When Alison was just nine months old, she was diagnosed with a mild case of cerebral palsy. To this day, she and her doctors still aren’t certain if that’s what she had or if the symptoms she had then were just early signs of a rare condition that would appear later in her life: Pompe disease. Alison was slow to walk and underwent physical therapy as a toddler. As a teen, Alison also had elevated liver enzymes. She saw a specialist for years, but no issues with her liver were ever actually discovered.
At age 33, Alison sought out a neurologist for the first time:
“I started to have muscle weakness. My blood work revealed that I had muscle damage.”
In about four months, Alison would receive her Pompe disease diagnosis.
About Pompe Disease
Pompe disease, which is also known as glycogen storage disease type II, is a genetic, metabolic disorder. This disease can cause damage to the nerves and muscles throughout the body, and is the result of the excessive buildup of glycogen in the cellular lysosome. This occurs because of the deficiency of a certain enzyme. The disease is the result of a genetic mutation that appears on chromosome 17. Symptoms of Pompe disease vary depending on when it appears. They can include poor growth, trouble feeding, enlarged heart, poor muscle tone, muscle weakness, and breathing problems. There is also a late onset form that mostly differs by the absence of heart abnormalities. The primary treatment for Pompe disease is enzyme replacement. While this treatment can improve symptoms and survival, a high dosage is necessary and it primarily only halts disease progression. To learn more about Pompe disease, click here.
After her diagnosis, Alison was presented with two options: begin treatment with the currently available medicine for Pompe disease, or join a clinical trial that was testing an experimental new therapy.
“I looked into this trial and I was pretty excited about the opportunity to potentially have access to a better treatment. I also had this sense of duty as someone living with a rare disease to help companies continue to develop in this space…and to do so, they do need participants.”

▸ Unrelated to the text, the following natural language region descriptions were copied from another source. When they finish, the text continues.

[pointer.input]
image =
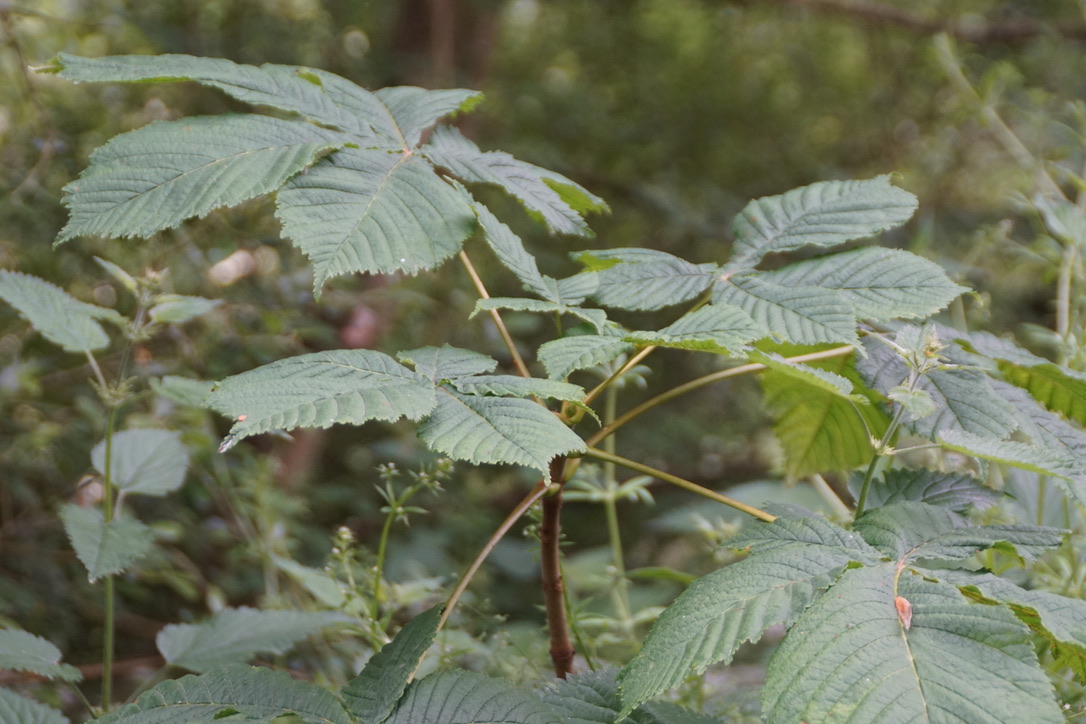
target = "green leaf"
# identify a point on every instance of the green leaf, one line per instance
(496, 430)
(256, 694)
(319, 390)
(542, 192)
(236, 635)
(21, 650)
(375, 212)
(880, 283)
(823, 214)
(819, 428)
(956, 492)
(719, 328)
(104, 548)
(464, 697)
(144, 461)
(908, 531)
(645, 279)
(60, 317)
(849, 658)
(175, 308)
(566, 355)
(21, 710)
(155, 177)
(720, 611)
(802, 315)
(373, 694)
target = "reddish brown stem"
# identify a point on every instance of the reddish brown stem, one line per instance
(562, 646)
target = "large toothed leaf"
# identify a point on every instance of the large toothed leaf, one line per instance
(256, 695)
(555, 199)
(416, 109)
(104, 548)
(57, 315)
(720, 611)
(374, 693)
(235, 635)
(857, 659)
(144, 461)
(645, 279)
(956, 492)
(566, 355)
(719, 328)
(497, 430)
(319, 390)
(822, 214)
(21, 650)
(375, 212)
(464, 697)
(155, 177)
(802, 315)
(880, 283)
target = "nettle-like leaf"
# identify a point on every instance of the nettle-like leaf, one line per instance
(21, 650)
(237, 635)
(104, 548)
(800, 315)
(823, 214)
(259, 695)
(464, 697)
(319, 390)
(144, 461)
(60, 317)
(374, 693)
(885, 640)
(956, 492)
(879, 283)
(794, 560)
(568, 354)
(645, 279)
(554, 199)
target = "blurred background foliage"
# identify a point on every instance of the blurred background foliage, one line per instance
(676, 111)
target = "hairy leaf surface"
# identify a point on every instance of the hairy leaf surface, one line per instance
(823, 214)
(235, 635)
(256, 694)
(60, 317)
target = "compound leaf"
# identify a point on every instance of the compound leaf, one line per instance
(319, 390)
(60, 317)
(235, 635)
(259, 695)
(823, 214)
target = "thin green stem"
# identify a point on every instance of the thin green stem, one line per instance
(685, 484)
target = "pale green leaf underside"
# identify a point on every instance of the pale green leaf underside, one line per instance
(373, 694)
(566, 355)
(531, 186)
(802, 315)
(60, 317)
(496, 430)
(21, 650)
(374, 212)
(319, 390)
(104, 548)
(155, 177)
(880, 283)
(822, 214)
(260, 695)
(144, 461)
(646, 279)
(21, 710)
(855, 662)
(464, 697)
(719, 328)
(236, 635)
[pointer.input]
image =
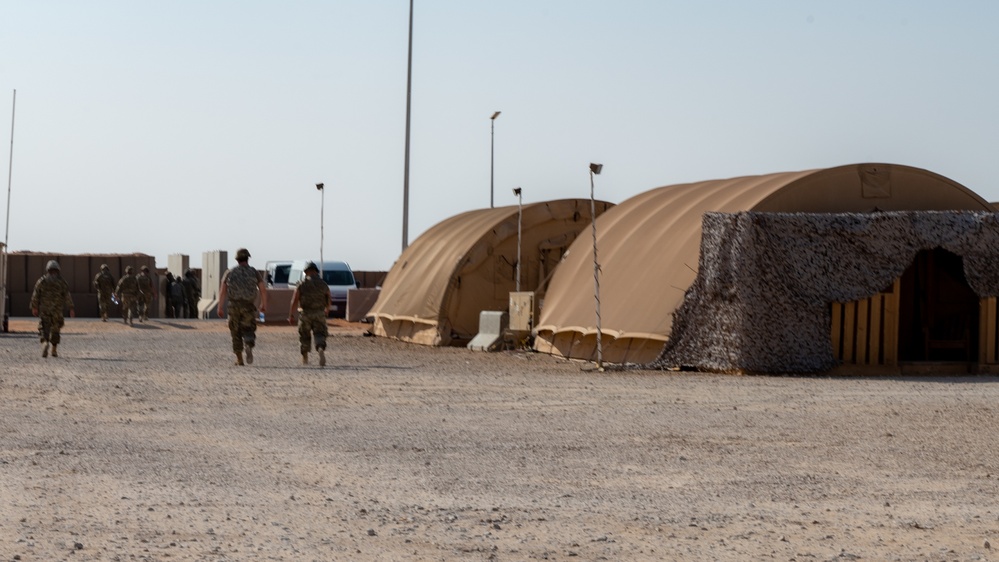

This drug, now called Nexviazyme, was recently approved for the treatment of Pompe disease by the US Food and Drug Administration (FDA), and Alison continues to use it to this day. Being on treatment is critical for Pompe patients like Alison, who otherwise will see their disease progress steadily and lose a lot of function. The treatment has slowed disease progression, and Alison says she has also seen improvements in some areas.
Alison also started a company that could benefit many rare disease patients that have muscle weakness that affects their walking or balance. Alison started trying to wear no-slip socks to help her walk more confidently on smooth surfaces, such as hardwood floors.
However, the socks were cumbersome and bulky; they also came in weird colors. Alison thought she could make a better no-slip sock. The company, called Gripjoy, produces elegant and practical no-slip socks that are better suited for everyday use. Ten percent of profits help support the Pompe disease community.
“Getting diagnosed with a rare disease is a very difficult experience, but it doesn’t have to mean that your life is over, so much good can come from it. The people I have met through my Pompe network are incredible friends that I would otherwise have never gotten to know. I also encourage patients to get involved in clinical trials. My experience was overwhelmingly positive.”